Saturday, September 25, 2010
Thursday, September 23, 2010
Time to breathe some life
7 days left of September
and I weigh about 59kg
So with my gastro head start I need to lose 1kg in 1 week to be 58 by October. On target. Numbers are so boring and shit. Right now I need them because I'm vomiting every day. EVERY day, no exceptions, it is what I do when I come home from work. I'm not even trying to stop now. It is routine. I don't know what the hell else I would do instead, I hate to try and think about it, it fogs my head with stress. So I don't fight it. I just puke on schedule.
This is why I need to talk stupid shitty numbers.
So for 7 days I am going to not throw up. I am going to record everything I eat, good or bad. At the end of each day I will let you guys know.
And at the end of the week I hope to be 58kg.
"Yeah right" I hear you say?... Well you gotta keep trying.
I can't keep my head in this paper bag for the rest of my life.
It's OK, but I'm becoming nothing, and I want to be alive.
Monday, September 20, 2010
today I had a small moment
Was walking through my neighbourhood and the air was warm. Perfect skin temperature air you pretty much can't even feel as you move through it. And fresias and other weedy spring time flowers you forget exist making those quirky "summer's-coming" scents that catch you off guard. And I thought shiiiiit I haven't actually walked around these streets in... what? 8 monthsish? This is the best time of year and it was nostalgically depression-wrenchingly lovely. How easy is all this? How can life be hard and sad? When I hate myself and all I want to do is eat or puke or hide, can't I just step out and be in this and have everything be great?
The reality is a rare day off buffered all sides by a zillion crippling days on. And I still did puke twice. Still, warmth is an amazing distiller of optimism. Now I've had a few late night lonesome g&t's but not in the sad way. Solidarity with the changing seasons. I feel relaxed and OK. My cat is here and anyone who says cats aren't loyal has never had one. He looks at me, lowers his eyes and slowly pushes his nose into my mouth for the briefest of kisses. It's not gross. Maybe you have to be there.

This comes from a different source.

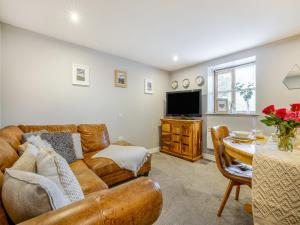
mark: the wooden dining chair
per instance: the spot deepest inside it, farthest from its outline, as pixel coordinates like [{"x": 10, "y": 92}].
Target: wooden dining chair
[{"x": 238, "y": 173}]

It's warm. Give me my moment.
Saturday, September 18, 2010
58.5, thank you gastro
Saturday, September 11, 2010
i am fat and disgusting and i hate myself. i dont know where the last 5 kilos came from. it was so quick and seemingly painless and so strangely imperceptible and yet here i am... fat
actually fat
not just not as thin as i want to be
i went from finally getting thin... to ok... to fat
fat fat fat actually fat
62 kilos of fat
im back at my starting weight
and im so ashamed
JUST TAKE IT OFF ME
HELP ME
HOW DO I FIX THIS??
FIX THIS
i am very drunk right now
and very lonely
and very ugly
and angry
and very desperate
I LET THIS HAPPEN
because i knew i could regroup and change
and here i am and i cant change
HELP
JUST MAKE IT RIGHT
PLEASE!!!
Tuesday, September 7, 2010
"thinspo"
it isn't found in images
it is words and memories
a boy I slept with a month ago
"I love this bone on women"
knowing he was thinking back to his former, beautiful girlfriend and caressing the sharpness of her hip in his imagination, disappointed by mine. disgusted, even.
"oh god I must look like shit this morning"
awaiting the affirmation
"you look... ok"
what was he thinking, he was thinking
I remember when I had hip bones like that
oh
Monday, September 6, 2010
Wednesday, September 1, 2010
out of the sand
61.7kg
I have been head down in the sand, forging recklessly through my ugly life and ignoring the knowing fat. Today means numbers and accountability. Raising myself out of the dust and letting Spring envelop me. I think I'm out of second chances. I think this is it.